Hypnosis is defined as an induced altered state of consciousness characterized by heightened suggestibility and responsivity to the direction (Oberoi et al. 2016). Hypnosis carries great therapeutic benefits in medicine/psychology. In dentistry, hypnosis has potential therapeutic and operative uses such as management of dental phobia, anxiety, behaviour modification, habit modification and analgesia (Allison 2015). Various research proves efficacy in the hands of trained experts (Gokli et al. 1994; Huet et al. 2011; Oberoi et al. 2016) but a large misconception about it exists. Hypnosis lacks popularity due to lack of training, its absence in university curriculum (Milgrom et al. 2009) and many believe its use is time-consuming (Finkelstein 2003). On the contrary, it is economical (Jameson et al. 2007) and devoid of risks (Allison 2015). Moreover, children are more inclined towards hypnosis due to high imaginative capability (Trakyali et al. 2008). However, its present application in paediatric dentistry is limited (Oberoi et al. 2016).

First described by Jacobson (1938), the process of PMR is based on the basic principle of muscle physiology, that when a muscle is tensed, releasing the tension produced relaxation in the muscle creating a state of calmness (Conrad and Roth 2007). The procedure through simple but will require an investment of time by both clinicians and patients (Logan and Marek 2007). This leads to a lack of its use in routine dental practice. PMR has been viewed as a favourable technique for dental anxiety (Appukuttan 2016; Park et al. 2019). So far, its direct implication in paediatric dentistry has not been evaluated to our knowledge. The clinical utility of PMR in busy outpatient dentistry settings is emphasized in the present study after prior operator training.

The present study was comprehensive involving a multi-disciplinary team including mental health professionals. The training of the operator with American Hypnosis Association and under Psychiatry department ensured technique standardization. Moreover, the use of objective parameters confirmed veracity of scales used. The trial limitation includes partial blinding due to the inability of the principal operator to be blinded.

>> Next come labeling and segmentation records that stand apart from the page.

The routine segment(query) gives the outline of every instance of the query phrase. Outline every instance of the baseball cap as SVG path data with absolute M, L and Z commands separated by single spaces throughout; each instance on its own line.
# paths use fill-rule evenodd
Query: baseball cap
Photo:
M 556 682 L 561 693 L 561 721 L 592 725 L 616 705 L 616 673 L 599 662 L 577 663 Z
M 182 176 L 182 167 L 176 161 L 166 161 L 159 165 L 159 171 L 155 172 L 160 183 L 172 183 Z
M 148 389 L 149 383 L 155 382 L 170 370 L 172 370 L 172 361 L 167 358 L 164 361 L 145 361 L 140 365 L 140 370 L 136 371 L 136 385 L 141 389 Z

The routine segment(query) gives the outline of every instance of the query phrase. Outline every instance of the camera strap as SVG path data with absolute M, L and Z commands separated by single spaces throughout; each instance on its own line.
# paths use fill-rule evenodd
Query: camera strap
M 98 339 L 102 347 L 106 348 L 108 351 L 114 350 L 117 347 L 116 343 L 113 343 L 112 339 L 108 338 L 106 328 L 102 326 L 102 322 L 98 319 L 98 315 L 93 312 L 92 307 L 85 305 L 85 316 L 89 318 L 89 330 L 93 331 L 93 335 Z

In future, a crossover design may be planned comparing hypnosis and progressive muscle relaxation. The use of other modifications in hypnotic inductions and relaxation techniques may be explored to design a suitable technique adapted for children in the dental setting.

In present times, the COVID-19 virus poses a concern presenting with mild to persistent respiratory tract symptoms post recovery (Carfi et al. 2020). Respiratory distress or congestion may limit the use of conscious sedation which is a pharmacological modality advocated managing anxious or uncooperative paediatric patients (Myles et al. 2004; Vanhee et al. 2020). Moreover, there may be an increased risk of cross-contamination through the circuit which would lead to increased investment for sterilization (Vanhee et al. 2020). Therefore, Hypnosis and Progressive Muscle Relaxation may serve as promising alternatives for the management of anxious children in the years to follow.

Conclusion

Hypnosis and progressive muscle relaxation may considerably reduce anxiety, heart rate and blood pressure among children receiving local anaesthesia and tooth extractions. Hypnosis and PMR may improve pain control and reduce need for analgesic among children even after noxious procedure such as tooth extraction. The positive effect of both techniques was observed to be comparable. No significant variation in partial pressure oxygen was seen which may be compensated by increased heart rate.